St Lucia’s Prime Minister Dr Kenny Anthony says that there is a grave economic crisis gnawing away at Caribbean countries and “governments are busy looking inward – each busy with their own agenda rather than pursuing a Caribbean solution to the economic crisis”. Not for the first time Dr Anthony has dared to tred where many other Caribbean leaders have shied away.
Describing it as a “tragedy of the times”, he charged that governments are “engaged in one form or another of self-denial” while the Caribbean is “in the throes of a major crisis like it has never ever experienced before”.
Dr Anthony did not say something not previously said by regional commentators, foreign aid agencies and multilateral institutions.

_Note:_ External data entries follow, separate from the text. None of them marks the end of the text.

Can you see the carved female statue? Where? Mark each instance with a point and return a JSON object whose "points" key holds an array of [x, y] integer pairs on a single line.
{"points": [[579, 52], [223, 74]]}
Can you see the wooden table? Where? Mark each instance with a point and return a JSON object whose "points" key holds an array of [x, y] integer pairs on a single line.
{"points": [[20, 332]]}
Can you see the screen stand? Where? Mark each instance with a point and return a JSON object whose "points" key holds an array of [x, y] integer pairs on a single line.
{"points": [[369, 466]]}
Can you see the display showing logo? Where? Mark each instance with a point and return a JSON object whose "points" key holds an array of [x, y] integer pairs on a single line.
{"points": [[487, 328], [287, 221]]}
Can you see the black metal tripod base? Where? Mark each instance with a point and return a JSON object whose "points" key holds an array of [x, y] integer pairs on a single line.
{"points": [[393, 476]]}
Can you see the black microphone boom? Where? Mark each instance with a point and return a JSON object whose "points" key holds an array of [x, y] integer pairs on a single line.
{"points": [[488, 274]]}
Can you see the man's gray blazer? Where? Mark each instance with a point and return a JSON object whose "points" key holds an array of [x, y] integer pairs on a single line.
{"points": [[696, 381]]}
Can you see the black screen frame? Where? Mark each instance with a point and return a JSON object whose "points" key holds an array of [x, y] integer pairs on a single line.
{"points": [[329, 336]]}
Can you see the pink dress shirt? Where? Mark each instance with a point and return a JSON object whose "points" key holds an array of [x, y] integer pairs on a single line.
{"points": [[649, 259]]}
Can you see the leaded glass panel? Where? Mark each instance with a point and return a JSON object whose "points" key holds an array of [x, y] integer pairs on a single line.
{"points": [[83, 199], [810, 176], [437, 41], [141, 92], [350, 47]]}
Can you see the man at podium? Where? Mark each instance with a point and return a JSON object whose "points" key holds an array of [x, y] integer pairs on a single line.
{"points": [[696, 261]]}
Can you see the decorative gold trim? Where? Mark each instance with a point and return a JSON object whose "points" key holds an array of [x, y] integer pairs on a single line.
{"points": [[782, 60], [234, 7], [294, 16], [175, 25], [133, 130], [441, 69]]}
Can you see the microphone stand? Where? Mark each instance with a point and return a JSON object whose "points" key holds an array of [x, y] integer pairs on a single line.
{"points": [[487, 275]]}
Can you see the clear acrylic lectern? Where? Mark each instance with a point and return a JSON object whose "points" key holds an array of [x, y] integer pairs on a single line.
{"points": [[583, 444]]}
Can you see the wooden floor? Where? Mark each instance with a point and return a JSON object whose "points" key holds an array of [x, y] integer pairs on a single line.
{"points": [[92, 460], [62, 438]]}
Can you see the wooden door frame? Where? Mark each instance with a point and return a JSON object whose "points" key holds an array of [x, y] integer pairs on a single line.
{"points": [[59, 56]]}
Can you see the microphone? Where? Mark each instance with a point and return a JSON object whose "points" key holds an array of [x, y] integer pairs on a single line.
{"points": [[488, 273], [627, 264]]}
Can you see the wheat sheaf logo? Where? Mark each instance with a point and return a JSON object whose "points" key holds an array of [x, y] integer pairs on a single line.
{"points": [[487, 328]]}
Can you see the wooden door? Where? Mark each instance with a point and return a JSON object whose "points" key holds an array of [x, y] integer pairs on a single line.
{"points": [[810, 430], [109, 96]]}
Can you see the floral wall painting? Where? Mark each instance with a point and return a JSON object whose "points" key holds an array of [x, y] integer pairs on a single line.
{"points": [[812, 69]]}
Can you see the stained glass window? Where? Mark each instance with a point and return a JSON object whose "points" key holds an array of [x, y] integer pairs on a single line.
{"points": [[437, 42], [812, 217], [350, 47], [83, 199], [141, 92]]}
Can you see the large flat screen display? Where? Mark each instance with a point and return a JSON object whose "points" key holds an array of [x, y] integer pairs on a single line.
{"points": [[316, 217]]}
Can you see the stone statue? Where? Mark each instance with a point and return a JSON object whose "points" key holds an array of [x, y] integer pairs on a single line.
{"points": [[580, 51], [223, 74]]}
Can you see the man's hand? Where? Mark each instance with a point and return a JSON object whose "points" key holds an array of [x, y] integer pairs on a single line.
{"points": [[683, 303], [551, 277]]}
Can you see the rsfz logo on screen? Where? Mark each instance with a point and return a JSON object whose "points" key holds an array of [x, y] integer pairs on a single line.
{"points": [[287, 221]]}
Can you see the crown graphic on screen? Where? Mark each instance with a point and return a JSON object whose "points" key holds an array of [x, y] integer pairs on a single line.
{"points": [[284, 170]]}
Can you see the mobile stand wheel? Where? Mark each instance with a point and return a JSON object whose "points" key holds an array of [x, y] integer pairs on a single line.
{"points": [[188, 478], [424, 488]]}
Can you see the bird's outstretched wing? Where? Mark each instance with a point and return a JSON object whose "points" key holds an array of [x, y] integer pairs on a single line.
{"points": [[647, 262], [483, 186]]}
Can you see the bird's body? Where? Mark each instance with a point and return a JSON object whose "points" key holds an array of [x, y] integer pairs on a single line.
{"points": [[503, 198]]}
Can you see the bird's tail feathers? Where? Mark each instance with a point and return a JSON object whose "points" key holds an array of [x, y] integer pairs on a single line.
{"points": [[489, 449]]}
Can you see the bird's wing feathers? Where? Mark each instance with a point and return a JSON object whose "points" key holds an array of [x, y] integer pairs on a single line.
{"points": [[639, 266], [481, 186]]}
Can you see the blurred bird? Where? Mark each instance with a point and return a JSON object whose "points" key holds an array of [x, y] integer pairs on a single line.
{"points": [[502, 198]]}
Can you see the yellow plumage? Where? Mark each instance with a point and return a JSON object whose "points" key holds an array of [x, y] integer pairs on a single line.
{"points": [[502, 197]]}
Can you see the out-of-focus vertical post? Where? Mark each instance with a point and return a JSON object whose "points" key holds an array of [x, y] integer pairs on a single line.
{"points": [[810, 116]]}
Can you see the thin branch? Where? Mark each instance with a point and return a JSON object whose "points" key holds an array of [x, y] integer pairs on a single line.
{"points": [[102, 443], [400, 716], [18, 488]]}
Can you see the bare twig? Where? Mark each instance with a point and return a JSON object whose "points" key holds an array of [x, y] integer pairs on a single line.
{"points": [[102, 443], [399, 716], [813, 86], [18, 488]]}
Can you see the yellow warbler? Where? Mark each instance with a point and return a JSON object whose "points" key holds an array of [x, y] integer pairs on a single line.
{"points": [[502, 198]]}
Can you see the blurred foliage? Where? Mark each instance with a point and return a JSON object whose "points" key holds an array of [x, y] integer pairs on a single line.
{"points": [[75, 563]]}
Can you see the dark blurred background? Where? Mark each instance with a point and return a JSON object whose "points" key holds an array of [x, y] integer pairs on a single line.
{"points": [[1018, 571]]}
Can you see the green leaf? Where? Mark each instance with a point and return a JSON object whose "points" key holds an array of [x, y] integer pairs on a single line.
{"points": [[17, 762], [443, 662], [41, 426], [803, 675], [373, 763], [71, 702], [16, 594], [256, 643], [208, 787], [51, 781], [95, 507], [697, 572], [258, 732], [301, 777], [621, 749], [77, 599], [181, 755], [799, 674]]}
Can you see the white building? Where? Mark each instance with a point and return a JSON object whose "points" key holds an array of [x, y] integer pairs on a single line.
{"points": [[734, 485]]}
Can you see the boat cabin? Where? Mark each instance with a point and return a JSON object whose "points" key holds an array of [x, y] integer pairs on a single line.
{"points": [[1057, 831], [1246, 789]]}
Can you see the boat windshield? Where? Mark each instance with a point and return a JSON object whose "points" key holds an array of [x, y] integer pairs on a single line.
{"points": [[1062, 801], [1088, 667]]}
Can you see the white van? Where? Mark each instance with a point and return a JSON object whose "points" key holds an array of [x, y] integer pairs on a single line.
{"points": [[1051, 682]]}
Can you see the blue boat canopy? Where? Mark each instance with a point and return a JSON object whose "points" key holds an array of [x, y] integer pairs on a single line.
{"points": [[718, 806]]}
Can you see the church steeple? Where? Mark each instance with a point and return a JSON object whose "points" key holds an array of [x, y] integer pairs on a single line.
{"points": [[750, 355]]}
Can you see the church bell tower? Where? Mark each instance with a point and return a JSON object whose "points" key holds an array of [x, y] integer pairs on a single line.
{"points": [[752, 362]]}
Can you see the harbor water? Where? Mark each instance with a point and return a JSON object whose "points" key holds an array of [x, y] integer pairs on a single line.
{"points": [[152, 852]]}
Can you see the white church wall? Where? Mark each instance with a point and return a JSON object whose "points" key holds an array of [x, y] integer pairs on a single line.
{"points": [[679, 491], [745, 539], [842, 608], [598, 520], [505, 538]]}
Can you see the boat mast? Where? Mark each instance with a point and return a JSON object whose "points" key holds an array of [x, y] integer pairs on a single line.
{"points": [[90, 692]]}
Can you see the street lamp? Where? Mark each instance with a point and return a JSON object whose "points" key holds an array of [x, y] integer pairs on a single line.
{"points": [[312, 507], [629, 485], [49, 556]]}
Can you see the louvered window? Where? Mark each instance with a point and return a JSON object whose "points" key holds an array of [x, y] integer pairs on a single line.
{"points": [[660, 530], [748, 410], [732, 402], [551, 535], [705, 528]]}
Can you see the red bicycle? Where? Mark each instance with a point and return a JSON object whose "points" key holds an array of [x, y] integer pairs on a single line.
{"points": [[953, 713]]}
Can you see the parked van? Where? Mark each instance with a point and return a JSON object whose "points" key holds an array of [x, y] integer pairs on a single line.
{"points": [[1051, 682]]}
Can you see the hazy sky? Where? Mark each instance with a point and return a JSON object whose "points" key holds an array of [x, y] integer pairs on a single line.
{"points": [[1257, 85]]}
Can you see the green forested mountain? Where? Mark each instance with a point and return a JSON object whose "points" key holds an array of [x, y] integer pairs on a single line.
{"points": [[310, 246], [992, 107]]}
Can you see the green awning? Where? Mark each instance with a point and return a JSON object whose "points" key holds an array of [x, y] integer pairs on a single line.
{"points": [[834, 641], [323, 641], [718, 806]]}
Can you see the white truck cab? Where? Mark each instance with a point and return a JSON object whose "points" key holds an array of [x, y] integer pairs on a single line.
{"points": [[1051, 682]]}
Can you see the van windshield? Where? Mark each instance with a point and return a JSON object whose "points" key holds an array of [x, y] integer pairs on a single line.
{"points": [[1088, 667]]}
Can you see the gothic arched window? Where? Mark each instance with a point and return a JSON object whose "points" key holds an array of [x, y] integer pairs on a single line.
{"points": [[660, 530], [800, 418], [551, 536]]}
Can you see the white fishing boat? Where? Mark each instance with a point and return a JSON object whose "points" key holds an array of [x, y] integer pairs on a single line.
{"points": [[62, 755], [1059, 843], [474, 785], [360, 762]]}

But now it has come from a Prime Minister who was previously Legal Counsel to the Secretariat of the 15-nation Caribbean Community and Common Market (CARICOM) and, earlier, a lecturer at the University of the West Indies deeply immersed in the many challenges and limited prospects of small States. His remarks, therefore, come with a special authority and should be a reality jolt for all Caribbean leaders in government, opposition political parties, the private sector and the labour movement.
Dr Anthony’s comments are of greater significance because they were a spontaneous response to a question after a lecture he delivered on “Education in the Caribbean” at the Barbados campus of the University of the West Indies on 29 October. In this context, his observations have to be regarded as coming from that inner place in the soul that confronts reality when all other options have been exhausted.